L’ATTUALE PARADOSSO E’ CHE NEL MONDO il numero dei ghiacciai aumenta ma solo perché si frammentano, diventano più fragili e l’alta montagna più pericolosa. La fusione è ancora più macroscopica laddove i ghiacciai finiscono in mare e, nell’arretramento, subentrano altre cause come la salinità dell’acqua o le correnti marine. Succede in Alaska e Patagonia, dove ci sono contrazioni di diverse decine di chilometri. In Alaska, nel Glacier Bay National Park, si sono fusi – precisa Ventura – 1572 chilometri cubi di ghiaccio che hanno fatto innalzare di un centimetro gli oceani di tutto il mondo. Un centimetro non è irrisorio ed è il tema di cui voglio occuparmi prossimamente. E, poi, siamo andati sulle nostre Alpi, dove, per esempio, Adamello e Marmolada sono in forte contrazione. Nell’Appenino il ghiacciaio più meridionale d’Europa, il Calderone sul Gran Sasso, è stato addirittura declassato a glacionevato».

LA MOSTRA HA RICEVUTO IL PATROCINIO dell’Unesco e vanta una collaborazione scientifico divulgativa con l’Esa (European Space Agency), che ha realizzato grafiche animate che presentano i risultati scientifici sulle immagini satellitari relative alle zone geografiche oggetto delle spedizioni.
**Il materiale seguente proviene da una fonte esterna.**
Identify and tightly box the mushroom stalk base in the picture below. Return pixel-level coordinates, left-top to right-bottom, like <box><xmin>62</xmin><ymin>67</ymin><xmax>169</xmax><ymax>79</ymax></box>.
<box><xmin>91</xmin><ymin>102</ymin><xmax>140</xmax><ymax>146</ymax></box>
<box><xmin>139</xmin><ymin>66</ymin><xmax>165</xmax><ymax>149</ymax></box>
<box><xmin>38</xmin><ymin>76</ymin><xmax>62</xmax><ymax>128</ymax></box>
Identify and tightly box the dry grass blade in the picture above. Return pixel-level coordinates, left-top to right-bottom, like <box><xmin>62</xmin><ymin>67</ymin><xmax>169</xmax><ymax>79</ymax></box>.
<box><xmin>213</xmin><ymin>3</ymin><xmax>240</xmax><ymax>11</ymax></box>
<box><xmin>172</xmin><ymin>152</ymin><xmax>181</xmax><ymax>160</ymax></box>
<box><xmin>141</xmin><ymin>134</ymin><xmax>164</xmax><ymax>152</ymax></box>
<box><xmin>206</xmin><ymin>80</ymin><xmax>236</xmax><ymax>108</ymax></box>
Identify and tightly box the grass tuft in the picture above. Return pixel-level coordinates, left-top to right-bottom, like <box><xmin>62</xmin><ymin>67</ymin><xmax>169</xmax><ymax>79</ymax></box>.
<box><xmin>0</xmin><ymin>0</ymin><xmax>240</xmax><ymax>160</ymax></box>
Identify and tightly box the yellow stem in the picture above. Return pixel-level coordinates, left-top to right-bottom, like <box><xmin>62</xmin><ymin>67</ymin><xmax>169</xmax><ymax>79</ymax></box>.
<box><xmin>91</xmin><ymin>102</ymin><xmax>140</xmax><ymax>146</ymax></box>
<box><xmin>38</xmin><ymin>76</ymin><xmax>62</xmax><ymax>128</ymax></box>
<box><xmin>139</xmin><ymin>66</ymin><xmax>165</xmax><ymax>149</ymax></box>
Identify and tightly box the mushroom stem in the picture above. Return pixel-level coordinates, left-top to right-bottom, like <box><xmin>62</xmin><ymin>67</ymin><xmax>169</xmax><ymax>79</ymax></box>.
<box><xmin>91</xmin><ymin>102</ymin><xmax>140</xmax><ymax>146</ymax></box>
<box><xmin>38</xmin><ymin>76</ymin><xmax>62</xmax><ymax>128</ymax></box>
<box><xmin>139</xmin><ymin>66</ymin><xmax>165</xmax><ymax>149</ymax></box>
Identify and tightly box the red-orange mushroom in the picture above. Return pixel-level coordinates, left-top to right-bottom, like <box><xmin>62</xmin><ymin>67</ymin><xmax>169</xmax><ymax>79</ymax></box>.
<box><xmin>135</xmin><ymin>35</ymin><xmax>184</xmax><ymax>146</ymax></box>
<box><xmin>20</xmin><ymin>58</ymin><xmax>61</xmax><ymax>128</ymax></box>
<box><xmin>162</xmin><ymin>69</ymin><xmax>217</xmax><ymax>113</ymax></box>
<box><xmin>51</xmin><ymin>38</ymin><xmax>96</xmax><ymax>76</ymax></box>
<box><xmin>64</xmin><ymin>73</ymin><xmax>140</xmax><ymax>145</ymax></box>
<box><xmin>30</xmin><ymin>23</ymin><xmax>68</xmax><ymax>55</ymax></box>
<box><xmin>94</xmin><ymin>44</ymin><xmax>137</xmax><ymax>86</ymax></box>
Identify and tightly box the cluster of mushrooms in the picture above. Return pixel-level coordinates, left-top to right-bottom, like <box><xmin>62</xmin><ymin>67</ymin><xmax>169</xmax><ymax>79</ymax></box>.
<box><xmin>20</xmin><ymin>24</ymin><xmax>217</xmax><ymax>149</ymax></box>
CHE FARE ALLORA? PER IL PROFESSOR Smiraglia le azioni sono di due livelli: «Uno, generale, che considera il ghiacciaio parte dell’ambiente e dice che la fusione può essere ridotta intervenendo sulle cause del cambiamento climatico, a partire dall’inquinamento e dallo sfruttamento dei combustibili fossili. A livello locale, invece, ci viene in soccorso la glacio-ingegneria: il sistema di copertura con teli geotessili è stato sperimentato positivamente su ghiacciai antropizzati come il Presena o lo Stelvio, coperti d’estate, ma è impensabile estenderlo a tutti i ghiacciai del mondo. Con tutto questo patrimonio di conoscenza, sarà possibile confrontarsi fino al 18 novembre, a Bard.